Friday saw the 29-year-old Rashid take the second-best ODI figures by an England specialist spinner, behind Vic Marks's five for 20 against New Zealand at Wellington in 1984.
That off-spinner Marks, who dismissed all of New Zealand's top five that day, including such noted batsmen as Bruce Edgar, Geoff Howarth, the late Martin Crowe, and his brother Jeff, accounted for a rather more distinguished quintet than Rashid was hardly the Yorkshireman's fault.
Victory left England 1-0 up in the two-match series, with Ireland needing to bounce back quickly if they are to avoid further embarrassment in Sunday's showpiece finale at Lord's.
"It was Adil's day today," said Morgan, England's Dublin-born ODI captain. "I thought he put in a magnificent effort with the ball.
"He had a tough winter and has learnt a huge amount to come back today with confidence to bowl his variations and show how threatening he can be."
Rashid defeated a succession of Ireland batsmen with the googly during his eight overs on Friday as he made life easy for the man-of-the-match adjudicator.
"You have good days and bad days -- it's how you deal with it," Rashid said. "It's a learning curve."

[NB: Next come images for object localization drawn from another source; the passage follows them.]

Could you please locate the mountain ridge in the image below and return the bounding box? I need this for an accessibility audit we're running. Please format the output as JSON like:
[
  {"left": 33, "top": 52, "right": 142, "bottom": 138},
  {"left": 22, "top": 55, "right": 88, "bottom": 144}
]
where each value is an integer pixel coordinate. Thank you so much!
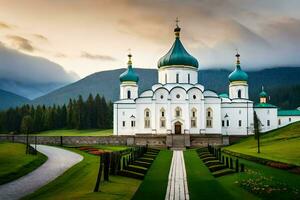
[{"left": 32, "top": 67, "right": 300, "bottom": 109}]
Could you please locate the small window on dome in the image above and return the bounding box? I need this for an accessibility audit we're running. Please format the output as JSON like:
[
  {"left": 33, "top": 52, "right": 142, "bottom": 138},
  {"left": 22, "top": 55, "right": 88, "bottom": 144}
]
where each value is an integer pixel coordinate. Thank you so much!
[
  {"left": 193, "top": 95, "right": 196, "bottom": 99},
  {"left": 127, "top": 90, "right": 131, "bottom": 99},
  {"left": 176, "top": 94, "right": 180, "bottom": 99},
  {"left": 160, "top": 95, "right": 164, "bottom": 99},
  {"left": 176, "top": 74, "right": 179, "bottom": 83},
  {"left": 188, "top": 74, "right": 190, "bottom": 84},
  {"left": 238, "top": 90, "right": 242, "bottom": 98}
]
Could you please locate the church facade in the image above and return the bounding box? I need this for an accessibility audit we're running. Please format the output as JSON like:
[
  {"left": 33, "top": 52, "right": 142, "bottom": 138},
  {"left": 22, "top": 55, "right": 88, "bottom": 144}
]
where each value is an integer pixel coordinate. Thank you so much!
[{"left": 113, "top": 23, "right": 300, "bottom": 136}]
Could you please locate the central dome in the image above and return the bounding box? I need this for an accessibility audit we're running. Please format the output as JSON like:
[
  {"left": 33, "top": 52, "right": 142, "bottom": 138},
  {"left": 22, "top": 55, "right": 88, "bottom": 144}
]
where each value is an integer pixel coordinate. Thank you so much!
[{"left": 158, "top": 25, "right": 198, "bottom": 69}]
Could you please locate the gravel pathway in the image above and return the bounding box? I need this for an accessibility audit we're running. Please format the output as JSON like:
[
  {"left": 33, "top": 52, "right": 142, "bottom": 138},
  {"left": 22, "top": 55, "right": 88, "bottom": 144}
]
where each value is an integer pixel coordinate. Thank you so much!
[
  {"left": 165, "top": 150, "right": 189, "bottom": 200},
  {"left": 0, "top": 145, "right": 83, "bottom": 200}
]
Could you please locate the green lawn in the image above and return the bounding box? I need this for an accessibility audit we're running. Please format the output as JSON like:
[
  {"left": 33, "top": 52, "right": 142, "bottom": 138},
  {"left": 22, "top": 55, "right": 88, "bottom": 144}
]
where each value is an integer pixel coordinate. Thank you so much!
[
  {"left": 184, "top": 150, "right": 257, "bottom": 200},
  {"left": 224, "top": 122, "right": 300, "bottom": 166},
  {"left": 23, "top": 147, "right": 141, "bottom": 200},
  {"left": 0, "top": 142, "right": 47, "bottom": 185},
  {"left": 132, "top": 150, "right": 173, "bottom": 200},
  {"left": 31, "top": 129, "right": 113, "bottom": 136}
]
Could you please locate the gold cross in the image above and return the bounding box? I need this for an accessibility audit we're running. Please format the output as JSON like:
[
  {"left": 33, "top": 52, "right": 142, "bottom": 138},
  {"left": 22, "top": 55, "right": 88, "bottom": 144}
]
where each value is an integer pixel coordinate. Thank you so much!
[{"left": 175, "top": 17, "right": 180, "bottom": 27}]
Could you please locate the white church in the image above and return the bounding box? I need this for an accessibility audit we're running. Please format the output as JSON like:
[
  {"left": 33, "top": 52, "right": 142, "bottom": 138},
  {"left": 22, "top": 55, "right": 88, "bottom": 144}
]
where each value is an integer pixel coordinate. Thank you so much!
[{"left": 113, "top": 23, "right": 300, "bottom": 136}]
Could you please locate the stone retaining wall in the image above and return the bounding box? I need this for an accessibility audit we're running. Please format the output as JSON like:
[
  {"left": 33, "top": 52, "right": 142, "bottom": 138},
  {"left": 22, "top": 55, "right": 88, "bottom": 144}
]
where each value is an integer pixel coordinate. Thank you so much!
[{"left": 0, "top": 134, "right": 230, "bottom": 147}]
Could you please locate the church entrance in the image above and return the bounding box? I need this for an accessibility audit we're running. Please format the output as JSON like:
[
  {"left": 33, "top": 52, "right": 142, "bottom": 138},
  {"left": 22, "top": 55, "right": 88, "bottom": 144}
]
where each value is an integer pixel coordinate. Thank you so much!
[{"left": 174, "top": 122, "right": 182, "bottom": 134}]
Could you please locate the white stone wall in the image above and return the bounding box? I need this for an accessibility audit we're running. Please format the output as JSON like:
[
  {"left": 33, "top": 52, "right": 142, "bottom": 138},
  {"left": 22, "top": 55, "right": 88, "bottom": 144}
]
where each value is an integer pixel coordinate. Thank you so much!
[
  {"left": 254, "top": 108, "right": 278, "bottom": 132},
  {"left": 221, "top": 100, "right": 254, "bottom": 135},
  {"left": 158, "top": 66, "right": 198, "bottom": 84},
  {"left": 113, "top": 102, "right": 137, "bottom": 135},
  {"left": 204, "top": 97, "right": 222, "bottom": 134},
  {"left": 278, "top": 116, "right": 300, "bottom": 127}
]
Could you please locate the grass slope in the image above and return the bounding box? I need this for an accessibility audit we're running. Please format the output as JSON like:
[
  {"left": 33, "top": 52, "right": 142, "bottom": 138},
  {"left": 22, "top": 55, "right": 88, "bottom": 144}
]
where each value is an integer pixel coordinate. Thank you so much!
[
  {"left": 31, "top": 129, "right": 113, "bottom": 136},
  {"left": 0, "top": 142, "right": 47, "bottom": 185},
  {"left": 132, "top": 150, "right": 173, "bottom": 200},
  {"left": 221, "top": 152, "right": 300, "bottom": 199},
  {"left": 184, "top": 150, "right": 256, "bottom": 200},
  {"left": 23, "top": 147, "right": 140, "bottom": 200},
  {"left": 224, "top": 122, "right": 300, "bottom": 165}
]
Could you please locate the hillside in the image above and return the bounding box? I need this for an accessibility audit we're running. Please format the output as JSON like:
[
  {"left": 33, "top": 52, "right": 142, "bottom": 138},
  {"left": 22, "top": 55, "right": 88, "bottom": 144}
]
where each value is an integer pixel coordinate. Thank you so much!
[
  {"left": 224, "top": 122, "right": 300, "bottom": 166},
  {"left": 0, "top": 89, "right": 29, "bottom": 110},
  {"left": 32, "top": 67, "right": 300, "bottom": 108}
]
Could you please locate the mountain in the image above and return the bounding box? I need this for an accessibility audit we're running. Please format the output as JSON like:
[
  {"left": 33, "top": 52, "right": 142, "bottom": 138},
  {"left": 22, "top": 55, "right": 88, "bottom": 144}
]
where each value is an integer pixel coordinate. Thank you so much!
[
  {"left": 33, "top": 67, "right": 300, "bottom": 109},
  {"left": 0, "top": 89, "right": 29, "bottom": 110}
]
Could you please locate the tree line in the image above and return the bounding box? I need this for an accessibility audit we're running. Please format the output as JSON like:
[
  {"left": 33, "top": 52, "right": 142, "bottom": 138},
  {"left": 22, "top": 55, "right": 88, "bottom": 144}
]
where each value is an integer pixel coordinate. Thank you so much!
[{"left": 0, "top": 94, "right": 113, "bottom": 134}]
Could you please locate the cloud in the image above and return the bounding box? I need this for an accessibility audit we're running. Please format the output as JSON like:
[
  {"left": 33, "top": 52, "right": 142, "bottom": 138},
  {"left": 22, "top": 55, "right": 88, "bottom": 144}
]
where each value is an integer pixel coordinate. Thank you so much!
[
  {"left": 81, "top": 51, "right": 116, "bottom": 61},
  {"left": 55, "top": 52, "right": 67, "bottom": 58},
  {"left": 0, "top": 42, "right": 79, "bottom": 85},
  {"left": 0, "top": 21, "right": 12, "bottom": 29},
  {"left": 33, "top": 34, "right": 48, "bottom": 42},
  {"left": 6, "top": 35, "right": 35, "bottom": 52}
]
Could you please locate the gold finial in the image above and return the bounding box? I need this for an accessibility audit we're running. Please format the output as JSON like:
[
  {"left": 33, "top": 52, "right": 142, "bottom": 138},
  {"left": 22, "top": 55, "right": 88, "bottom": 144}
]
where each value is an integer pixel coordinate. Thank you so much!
[
  {"left": 235, "top": 49, "right": 240, "bottom": 65},
  {"left": 127, "top": 48, "right": 132, "bottom": 66},
  {"left": 174, "top": 17, "right": 181, "bottom": 38}
]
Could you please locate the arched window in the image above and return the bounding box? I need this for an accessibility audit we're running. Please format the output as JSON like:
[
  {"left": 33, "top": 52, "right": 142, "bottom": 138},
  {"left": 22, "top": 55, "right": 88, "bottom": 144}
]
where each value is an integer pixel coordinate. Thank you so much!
[
  {"left": 191, "top": 108, "right": 197, "bottom": 128},
  {"left": 160, "top": 108, "right": 166, "bottom": 128},
  {"left": 144, "top": 109, "right": 151, "bottom": 128},
  {"left": 206, "top": 108, "right": 213, "bottom": 128},
  {"left": 176, "top": 73, "right": 179, "bottom": 83},
  {"left": 127, "top": 90, "right": 131, "bottom": 99},
  {"left": 237, "top": 90, "right": 242, "bottom": 98},
  {"left": 165, "top": 74, "right": 167, "bottom": 84},
  {"left": 188, "top": 74, "right": 190, "bottom": 84},
  {"left": 175, "top": 107, "right": 181, "bottom": 117}
]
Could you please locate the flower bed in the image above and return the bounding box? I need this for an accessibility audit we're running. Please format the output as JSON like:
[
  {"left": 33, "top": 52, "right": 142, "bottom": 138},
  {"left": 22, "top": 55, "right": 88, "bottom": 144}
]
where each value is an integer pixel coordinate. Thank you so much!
[
  {"left": 237, "top": 169, "right": 299, "bottom": 199},
  {"left": 222, "top": 149, "right": 300, "bottom": 174}
]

As for his googly, a delivery that turns towards a right-handed batsman rather than away as does a standard leg-break, Rashid added: "Some days you feel great, the googlies come out pretty hard to pick; some days they don't.
"When it doesn't I stick to the sliders or leg-spinners ... but some days it comes out exceptionally well, and then I have the confidence to bowl them."
On a ground with relatively short straight boundaries, England opted against playing two specialist spinners and left out Moeen Ali.
But with part-time off-spinner Root, a Yorkshire team-mate of Rashid, chipping in with two for nine from five overs, England had a useful back-up option.
"I think you find a lot of teams we come up against under-estimate Joe (as a bowler), and using him has worked for us -- probably more so in Twenty20 cricket," said Morgan.
Peter Chase's three wickets apart, there were precious few highlights for the visitors in a defeat made all the more acute by the fact it came with Ireland eyeing Test status.
"I'd never use the phrase out of (our) depth," said Ireland captain William Porterfield.
"We wouldn't necessarily have envisaged that spin would do the damage.
"Not taking anything away from Rashid, we should have played it a lot better.
"That's something we need to mentally put right for Sunday."